В подобном свете теории Лакана, проза Сорокина постулирует себя как стремление обрести «реальное», «реальное» тела, через преодоление текстом символической сети дискурса, а также воображаемой природы литературы, осуществляющее себя в их разрушении. Оставшееся же «пустое место» можно обозначить как реальное в лакановском смысле, тем более что некоторые исследователи (С. Жижек, например) так и склонны его обозначать. Таким образом, «реальное» как до-языковое пространство тела существует для нас только в качестве «черной дыры», поглощающей смысл и разрушающей структуру. С. Жижек специфицирует эту дыру как место травмы. «Реальное» дает о себе знать как травма тела, как травмированное тело, лишенное первоначального единства, разорванное тело (по аналогии с разорванным субъектом). Это, возможно, объясняет такое обилие насилия и шокирующих элементов в произведениях Сорокина. Текст пытается стать телом, но эта телесность поврежденная, травмированная. Иначе «реальное» не может себя манифестировать. По-настоящему «пустое место» литературы может выступать только как травма, полученная вследствие разрушения символического и воображаемого порядков. Попытка нахождения вне-культурного тела, тела, не зафиксированного в символическом порядке, тела вненаходимого по отношению к дискурсу, разрешается в нахождении травмированного тела, искореженного тела. Недаром С. Жижек называет порядок реального «непристойным», а сам Лакан в «Семинарах» метафорически обозначает реальное как «наросты на горле Ирмы» (из сновидения об инъекции Ирме в работе З. Фрейда «Толкование сновидений»). «Реальное» неприглядно, так же как непригляден текст, стремящийся стать телом, литература, желающая перестать быть таковой.

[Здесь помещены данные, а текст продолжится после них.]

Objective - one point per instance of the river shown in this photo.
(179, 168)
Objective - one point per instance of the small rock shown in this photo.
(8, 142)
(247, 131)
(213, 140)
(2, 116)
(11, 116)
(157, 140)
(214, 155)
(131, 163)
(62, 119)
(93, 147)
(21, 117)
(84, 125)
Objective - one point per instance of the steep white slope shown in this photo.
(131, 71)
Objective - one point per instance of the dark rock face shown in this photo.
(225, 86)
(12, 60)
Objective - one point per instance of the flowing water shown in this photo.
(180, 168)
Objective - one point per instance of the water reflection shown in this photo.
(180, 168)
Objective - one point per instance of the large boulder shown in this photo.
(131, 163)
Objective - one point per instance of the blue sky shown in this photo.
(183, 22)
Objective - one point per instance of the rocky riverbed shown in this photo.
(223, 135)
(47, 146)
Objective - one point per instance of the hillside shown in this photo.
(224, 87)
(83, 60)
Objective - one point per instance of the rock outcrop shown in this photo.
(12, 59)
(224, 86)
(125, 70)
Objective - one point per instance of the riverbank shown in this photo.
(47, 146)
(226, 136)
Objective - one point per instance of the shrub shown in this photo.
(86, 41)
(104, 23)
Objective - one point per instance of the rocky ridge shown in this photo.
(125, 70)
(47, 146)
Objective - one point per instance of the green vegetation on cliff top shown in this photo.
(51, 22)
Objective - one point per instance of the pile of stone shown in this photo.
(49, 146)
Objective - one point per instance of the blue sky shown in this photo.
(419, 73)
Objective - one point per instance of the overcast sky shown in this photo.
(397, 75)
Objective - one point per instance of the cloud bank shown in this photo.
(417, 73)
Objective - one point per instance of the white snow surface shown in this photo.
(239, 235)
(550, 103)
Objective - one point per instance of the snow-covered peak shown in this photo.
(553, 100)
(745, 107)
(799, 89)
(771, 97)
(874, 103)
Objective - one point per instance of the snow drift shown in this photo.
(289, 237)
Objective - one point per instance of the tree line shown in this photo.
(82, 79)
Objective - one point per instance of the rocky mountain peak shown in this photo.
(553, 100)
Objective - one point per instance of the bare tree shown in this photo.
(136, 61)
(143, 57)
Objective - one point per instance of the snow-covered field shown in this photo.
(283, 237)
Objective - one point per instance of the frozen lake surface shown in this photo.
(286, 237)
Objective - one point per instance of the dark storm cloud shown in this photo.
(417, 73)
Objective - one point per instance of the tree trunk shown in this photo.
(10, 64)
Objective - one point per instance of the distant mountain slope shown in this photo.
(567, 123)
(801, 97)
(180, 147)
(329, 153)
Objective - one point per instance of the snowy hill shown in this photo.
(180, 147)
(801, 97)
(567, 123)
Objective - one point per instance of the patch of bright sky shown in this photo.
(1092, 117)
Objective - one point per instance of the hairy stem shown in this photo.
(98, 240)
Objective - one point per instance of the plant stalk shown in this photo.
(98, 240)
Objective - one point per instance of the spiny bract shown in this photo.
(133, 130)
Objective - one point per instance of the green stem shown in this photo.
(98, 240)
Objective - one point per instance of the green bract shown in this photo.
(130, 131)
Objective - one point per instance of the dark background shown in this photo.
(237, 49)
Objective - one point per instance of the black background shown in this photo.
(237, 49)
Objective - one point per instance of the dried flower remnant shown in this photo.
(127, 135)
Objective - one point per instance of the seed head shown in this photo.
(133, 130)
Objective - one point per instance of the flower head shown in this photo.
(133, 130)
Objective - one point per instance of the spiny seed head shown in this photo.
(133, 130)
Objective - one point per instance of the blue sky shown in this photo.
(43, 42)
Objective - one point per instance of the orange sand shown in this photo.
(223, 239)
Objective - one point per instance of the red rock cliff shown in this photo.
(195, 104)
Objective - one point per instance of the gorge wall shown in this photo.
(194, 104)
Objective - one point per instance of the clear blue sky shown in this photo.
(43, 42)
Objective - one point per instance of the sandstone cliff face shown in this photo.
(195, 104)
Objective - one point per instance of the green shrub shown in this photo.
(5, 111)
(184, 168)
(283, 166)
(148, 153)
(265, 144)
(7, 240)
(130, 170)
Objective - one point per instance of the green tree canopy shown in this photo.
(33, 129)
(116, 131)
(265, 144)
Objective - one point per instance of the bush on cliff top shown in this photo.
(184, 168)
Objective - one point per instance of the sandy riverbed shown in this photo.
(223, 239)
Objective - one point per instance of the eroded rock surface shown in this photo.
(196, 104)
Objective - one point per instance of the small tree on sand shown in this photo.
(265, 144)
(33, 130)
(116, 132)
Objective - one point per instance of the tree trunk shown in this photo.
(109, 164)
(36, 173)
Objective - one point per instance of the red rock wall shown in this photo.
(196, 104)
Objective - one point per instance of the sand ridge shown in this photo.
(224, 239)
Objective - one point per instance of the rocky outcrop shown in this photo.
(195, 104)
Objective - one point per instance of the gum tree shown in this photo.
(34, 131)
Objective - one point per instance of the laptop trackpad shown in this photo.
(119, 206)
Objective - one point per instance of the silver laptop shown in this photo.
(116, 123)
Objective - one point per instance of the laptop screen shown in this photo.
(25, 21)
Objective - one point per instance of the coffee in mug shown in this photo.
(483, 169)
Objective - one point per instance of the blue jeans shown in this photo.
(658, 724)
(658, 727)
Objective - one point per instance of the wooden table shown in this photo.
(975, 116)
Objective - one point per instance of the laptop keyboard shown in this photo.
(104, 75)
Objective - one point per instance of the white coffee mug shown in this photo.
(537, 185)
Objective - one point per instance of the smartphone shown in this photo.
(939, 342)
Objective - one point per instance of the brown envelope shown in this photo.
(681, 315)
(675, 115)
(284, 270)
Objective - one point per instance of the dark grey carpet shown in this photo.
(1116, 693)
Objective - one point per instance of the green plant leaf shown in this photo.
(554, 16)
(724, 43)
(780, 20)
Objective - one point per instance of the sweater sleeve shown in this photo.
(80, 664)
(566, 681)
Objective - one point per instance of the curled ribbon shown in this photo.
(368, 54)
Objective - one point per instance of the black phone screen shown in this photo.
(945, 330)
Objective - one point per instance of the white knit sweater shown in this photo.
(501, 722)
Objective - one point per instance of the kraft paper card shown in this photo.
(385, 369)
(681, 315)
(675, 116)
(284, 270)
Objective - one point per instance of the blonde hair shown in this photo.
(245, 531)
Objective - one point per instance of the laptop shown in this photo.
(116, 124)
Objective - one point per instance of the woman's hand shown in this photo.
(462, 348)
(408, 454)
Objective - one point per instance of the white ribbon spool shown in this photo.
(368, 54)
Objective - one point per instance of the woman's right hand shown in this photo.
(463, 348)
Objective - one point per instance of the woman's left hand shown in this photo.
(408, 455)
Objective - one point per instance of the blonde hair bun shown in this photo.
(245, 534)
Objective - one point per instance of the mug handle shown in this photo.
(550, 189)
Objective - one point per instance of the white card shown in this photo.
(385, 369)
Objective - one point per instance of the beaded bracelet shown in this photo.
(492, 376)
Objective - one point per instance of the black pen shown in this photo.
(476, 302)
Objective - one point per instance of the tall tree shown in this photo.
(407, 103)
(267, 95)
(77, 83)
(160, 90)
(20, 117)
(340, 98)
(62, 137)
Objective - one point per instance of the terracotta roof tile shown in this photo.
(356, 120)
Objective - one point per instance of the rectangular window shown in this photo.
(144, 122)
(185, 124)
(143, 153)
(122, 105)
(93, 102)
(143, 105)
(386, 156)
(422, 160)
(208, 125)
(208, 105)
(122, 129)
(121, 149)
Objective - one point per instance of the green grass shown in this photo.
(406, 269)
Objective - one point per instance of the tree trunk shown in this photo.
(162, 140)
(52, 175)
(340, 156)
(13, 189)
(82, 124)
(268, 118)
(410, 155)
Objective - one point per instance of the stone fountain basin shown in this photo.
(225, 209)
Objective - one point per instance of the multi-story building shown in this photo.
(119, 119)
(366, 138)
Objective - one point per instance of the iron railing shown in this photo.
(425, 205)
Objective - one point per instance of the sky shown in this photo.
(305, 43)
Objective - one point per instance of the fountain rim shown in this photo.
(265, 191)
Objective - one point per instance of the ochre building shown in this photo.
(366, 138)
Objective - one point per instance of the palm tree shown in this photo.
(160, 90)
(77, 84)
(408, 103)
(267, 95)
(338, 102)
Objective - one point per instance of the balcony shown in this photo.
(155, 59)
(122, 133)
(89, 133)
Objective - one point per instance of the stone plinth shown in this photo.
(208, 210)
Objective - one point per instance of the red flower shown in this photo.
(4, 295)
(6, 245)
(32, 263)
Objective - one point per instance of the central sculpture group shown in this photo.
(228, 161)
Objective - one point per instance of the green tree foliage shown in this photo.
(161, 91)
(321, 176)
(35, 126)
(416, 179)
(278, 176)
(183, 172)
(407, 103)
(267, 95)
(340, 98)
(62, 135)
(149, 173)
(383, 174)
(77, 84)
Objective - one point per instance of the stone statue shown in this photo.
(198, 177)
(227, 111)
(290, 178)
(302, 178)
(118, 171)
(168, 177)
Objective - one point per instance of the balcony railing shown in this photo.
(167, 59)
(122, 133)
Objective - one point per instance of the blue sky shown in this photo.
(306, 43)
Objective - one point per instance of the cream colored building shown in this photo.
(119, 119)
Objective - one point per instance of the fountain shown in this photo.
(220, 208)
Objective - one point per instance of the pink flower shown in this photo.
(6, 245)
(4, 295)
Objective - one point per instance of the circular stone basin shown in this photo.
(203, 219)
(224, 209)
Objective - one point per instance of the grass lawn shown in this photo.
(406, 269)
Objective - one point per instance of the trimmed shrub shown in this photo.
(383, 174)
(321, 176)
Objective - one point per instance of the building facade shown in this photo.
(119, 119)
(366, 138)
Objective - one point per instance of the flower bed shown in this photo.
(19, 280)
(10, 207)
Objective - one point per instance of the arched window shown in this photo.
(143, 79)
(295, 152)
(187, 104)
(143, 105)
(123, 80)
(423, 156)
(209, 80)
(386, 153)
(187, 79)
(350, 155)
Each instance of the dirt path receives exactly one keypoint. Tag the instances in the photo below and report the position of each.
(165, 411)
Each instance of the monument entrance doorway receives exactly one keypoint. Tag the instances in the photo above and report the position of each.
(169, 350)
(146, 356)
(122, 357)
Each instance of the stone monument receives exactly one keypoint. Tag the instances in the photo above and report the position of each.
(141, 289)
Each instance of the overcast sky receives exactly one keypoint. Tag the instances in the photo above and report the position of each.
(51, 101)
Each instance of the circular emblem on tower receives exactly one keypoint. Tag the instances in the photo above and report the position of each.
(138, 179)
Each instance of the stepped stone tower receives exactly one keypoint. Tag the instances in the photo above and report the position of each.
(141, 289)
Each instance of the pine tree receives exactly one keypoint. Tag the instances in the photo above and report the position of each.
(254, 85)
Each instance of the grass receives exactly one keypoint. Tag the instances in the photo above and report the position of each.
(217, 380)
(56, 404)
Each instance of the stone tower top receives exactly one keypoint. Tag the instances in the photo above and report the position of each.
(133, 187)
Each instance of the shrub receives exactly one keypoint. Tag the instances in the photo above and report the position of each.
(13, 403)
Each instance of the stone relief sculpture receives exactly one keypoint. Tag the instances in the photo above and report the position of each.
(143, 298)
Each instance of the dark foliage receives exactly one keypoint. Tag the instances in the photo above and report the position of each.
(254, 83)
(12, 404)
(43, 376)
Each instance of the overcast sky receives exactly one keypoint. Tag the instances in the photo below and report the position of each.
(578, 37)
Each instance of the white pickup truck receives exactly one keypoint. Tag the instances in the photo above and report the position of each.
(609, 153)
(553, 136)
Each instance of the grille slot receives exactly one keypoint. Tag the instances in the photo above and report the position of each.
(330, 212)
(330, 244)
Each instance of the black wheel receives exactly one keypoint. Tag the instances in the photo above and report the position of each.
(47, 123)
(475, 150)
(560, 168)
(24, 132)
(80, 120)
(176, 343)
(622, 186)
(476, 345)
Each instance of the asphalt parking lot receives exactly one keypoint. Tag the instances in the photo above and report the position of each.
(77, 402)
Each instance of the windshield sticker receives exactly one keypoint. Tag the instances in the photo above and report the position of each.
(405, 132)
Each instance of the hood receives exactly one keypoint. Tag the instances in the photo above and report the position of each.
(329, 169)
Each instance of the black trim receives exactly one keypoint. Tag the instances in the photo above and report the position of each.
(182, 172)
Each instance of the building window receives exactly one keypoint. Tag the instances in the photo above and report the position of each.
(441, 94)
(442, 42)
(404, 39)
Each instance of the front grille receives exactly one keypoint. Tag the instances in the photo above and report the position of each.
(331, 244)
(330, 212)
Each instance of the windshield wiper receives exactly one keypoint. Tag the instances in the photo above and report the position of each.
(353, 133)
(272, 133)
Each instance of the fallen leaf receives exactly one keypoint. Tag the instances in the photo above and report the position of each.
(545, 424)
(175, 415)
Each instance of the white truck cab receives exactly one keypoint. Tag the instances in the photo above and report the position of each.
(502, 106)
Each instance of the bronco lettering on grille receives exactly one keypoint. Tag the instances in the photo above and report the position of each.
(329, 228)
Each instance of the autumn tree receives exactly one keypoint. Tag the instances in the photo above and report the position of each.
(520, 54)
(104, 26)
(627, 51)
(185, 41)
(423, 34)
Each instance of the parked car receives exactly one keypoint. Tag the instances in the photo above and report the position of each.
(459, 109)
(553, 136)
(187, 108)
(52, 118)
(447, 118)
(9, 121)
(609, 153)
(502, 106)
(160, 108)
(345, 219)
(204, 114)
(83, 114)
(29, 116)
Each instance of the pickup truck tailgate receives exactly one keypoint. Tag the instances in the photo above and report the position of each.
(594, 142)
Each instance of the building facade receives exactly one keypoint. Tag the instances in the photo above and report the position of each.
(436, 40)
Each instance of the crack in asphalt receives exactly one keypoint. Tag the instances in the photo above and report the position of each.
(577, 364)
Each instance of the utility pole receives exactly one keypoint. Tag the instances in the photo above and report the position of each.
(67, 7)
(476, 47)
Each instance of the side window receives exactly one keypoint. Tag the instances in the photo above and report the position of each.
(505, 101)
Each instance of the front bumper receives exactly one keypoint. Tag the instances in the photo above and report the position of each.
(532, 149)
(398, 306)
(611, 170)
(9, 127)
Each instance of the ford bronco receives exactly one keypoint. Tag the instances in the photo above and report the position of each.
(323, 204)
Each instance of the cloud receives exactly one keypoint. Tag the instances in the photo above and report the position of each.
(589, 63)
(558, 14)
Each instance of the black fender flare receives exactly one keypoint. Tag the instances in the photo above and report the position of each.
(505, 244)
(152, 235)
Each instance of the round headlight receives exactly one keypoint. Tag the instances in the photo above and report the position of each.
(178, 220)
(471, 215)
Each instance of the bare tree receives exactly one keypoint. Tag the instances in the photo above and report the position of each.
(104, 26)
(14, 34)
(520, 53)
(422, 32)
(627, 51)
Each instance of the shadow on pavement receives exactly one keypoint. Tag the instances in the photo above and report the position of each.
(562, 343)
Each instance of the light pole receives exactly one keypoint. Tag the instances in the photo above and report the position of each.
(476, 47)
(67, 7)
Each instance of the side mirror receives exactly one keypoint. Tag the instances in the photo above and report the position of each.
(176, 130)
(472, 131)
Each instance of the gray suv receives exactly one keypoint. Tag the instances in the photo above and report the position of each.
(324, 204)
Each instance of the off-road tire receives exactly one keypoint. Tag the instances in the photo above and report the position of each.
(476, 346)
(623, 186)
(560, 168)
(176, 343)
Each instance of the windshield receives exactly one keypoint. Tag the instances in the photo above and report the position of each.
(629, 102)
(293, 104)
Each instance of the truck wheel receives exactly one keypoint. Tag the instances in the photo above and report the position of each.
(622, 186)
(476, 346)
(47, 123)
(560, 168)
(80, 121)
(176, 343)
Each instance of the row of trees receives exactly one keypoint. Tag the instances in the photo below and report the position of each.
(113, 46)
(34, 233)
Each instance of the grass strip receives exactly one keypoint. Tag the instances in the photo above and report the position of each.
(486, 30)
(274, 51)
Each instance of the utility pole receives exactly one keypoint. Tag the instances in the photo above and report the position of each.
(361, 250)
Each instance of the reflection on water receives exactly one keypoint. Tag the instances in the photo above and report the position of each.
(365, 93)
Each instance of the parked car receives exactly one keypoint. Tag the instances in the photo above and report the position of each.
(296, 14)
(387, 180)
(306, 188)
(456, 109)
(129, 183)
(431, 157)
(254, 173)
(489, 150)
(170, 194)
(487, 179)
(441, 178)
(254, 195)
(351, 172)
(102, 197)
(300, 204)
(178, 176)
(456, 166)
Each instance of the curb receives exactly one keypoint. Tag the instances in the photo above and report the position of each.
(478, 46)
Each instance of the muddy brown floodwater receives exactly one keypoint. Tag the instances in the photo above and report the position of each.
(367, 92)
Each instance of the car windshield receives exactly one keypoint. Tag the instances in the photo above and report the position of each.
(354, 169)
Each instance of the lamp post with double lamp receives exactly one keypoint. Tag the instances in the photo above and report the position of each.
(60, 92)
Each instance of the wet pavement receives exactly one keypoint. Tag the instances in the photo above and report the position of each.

В итоге, интенция Сорокина очевидна: дойти до пределов литературы, нащупать ту точку, где литература разрушает сама себя. Тексты Сорокина, конечно же, не находятся вне литературы — Сорокин слишком много думает о литературе, чтобы оказаться выключенным из нее. Однако обсуждаемое выше «пустое место» или травматическая телесность не дает ответа на подобное вопрошание. Травма и боль — это только преддверие конца, будет ли сам конец, и возможно ли вообще его спроектировать внутренней «диверсией», вопрос для отдельного рассмотрения. «Конец литературы» подобен Годо Беккета: требует вечной готовности и бесконечного ожидания. Его суть отсрочка, а не революция, и это плюс (или минус) современной культуры, а, значит, фактор объективный.